J’avais besoin de te voir, je le sentais bien ces dernières semaines. Car des choses ont bougé, aussi curieux que ça paraisse de dire cela tant de temps après.

Le lieu était désert et c’est sous un fin crachin que j’ai franchi le portail pour te rejoindre. J’ai reconnu cette lourde silhouette symétrique, repère immuable, et mon pas s’est soudain accéléré dans la terre ameublie par les dernières pluies.

Mes yeux se sont posés sur ton visage, tu souriais doucement. Je t’ai confié mon apaisement, mon détachement. Comme un deuxième départ, non moins réel que le premier. Je t’ai dit que les choses seraient dorénavant différentes, que le passé appartiendrait au passé.

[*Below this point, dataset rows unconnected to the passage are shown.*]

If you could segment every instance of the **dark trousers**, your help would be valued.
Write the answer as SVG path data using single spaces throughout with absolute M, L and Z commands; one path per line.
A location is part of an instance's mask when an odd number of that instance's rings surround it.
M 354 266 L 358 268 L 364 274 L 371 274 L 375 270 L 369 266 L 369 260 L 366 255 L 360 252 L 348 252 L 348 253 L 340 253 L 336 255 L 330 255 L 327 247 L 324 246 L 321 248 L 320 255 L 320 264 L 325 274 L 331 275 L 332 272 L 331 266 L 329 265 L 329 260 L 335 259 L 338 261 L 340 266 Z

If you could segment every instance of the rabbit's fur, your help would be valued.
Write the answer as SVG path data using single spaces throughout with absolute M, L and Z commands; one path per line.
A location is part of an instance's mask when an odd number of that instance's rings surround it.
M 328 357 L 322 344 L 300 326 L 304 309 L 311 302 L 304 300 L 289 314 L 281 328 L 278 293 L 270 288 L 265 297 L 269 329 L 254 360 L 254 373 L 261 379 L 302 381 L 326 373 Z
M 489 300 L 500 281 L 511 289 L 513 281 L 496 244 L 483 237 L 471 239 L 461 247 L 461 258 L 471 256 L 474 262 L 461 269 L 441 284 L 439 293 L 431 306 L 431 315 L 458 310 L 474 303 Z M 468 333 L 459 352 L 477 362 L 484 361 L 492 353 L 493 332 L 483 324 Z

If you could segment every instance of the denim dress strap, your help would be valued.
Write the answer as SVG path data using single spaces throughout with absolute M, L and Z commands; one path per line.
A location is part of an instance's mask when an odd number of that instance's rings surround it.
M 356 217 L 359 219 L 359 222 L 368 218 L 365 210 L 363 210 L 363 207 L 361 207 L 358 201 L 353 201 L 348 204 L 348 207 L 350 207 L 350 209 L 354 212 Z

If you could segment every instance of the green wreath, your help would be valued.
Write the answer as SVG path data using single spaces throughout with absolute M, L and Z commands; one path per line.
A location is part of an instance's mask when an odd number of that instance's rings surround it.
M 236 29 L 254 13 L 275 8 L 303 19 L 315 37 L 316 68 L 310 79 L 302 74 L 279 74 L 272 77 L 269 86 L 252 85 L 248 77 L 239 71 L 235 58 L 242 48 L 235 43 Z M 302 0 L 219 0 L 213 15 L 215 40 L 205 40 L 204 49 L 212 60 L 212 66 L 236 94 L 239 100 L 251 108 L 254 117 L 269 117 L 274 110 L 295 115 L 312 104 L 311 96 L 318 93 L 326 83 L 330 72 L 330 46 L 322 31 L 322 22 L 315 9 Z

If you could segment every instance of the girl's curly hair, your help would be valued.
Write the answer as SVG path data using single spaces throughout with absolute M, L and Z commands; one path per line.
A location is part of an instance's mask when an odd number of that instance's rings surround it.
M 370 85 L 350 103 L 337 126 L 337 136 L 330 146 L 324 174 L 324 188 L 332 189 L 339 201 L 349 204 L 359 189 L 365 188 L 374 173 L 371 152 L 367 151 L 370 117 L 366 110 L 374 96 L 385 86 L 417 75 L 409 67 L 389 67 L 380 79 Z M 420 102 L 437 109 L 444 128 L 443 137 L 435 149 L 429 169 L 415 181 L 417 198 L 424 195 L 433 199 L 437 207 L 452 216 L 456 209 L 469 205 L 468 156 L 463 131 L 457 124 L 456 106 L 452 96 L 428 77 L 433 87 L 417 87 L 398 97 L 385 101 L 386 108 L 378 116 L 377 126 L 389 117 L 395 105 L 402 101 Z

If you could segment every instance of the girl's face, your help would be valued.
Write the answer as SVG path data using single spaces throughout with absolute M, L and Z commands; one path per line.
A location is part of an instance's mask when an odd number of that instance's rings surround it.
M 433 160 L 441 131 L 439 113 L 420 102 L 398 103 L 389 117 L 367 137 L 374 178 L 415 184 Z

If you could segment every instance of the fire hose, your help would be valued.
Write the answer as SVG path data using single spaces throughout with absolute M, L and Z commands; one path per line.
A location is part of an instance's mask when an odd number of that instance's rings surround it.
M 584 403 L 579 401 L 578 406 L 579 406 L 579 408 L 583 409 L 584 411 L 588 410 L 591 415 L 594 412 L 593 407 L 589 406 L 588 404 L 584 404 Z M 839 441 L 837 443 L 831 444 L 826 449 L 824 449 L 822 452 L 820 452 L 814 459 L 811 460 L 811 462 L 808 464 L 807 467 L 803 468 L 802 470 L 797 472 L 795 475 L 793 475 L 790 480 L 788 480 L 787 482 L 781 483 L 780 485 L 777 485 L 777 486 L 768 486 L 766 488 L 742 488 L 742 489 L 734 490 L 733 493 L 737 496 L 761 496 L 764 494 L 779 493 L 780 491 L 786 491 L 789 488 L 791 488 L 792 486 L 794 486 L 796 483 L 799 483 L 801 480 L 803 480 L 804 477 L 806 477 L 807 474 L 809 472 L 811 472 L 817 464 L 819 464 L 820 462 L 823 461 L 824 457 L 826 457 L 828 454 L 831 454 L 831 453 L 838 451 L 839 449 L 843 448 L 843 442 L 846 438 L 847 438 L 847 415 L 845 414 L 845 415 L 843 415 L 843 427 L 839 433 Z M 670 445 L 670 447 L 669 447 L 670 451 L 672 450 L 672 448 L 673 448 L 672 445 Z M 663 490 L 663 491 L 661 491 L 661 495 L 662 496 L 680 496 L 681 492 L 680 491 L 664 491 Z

J’ai su que tu comprenais. Une chaleur m’a envahie, je me suis sentie émue aux larmes et ton sourire semblait grandir encore, tes yeux s’éclairer. Tu avais l’air approbateur, confiant, plein d’amour. Je t’ai souri aussi, heureuse d’être là.

Contrairement à mon habitude, j’avais choisi une rose toute blanche et largement épanouie. J’ai enfoncé sa tige dans la terre nourricière et suis partie sans me retourner. Le cœur léger.

Et alors que mes pas m’entraînaient loin de toi, me faisaient retourner à la vie, je me suis surprise à penser « je ne reviendrai plus« .

J’ai laissé la grille ouverte, on ne sait jamais. Quatorze ans pour faire son deuil, je ne suis pas à une visite près.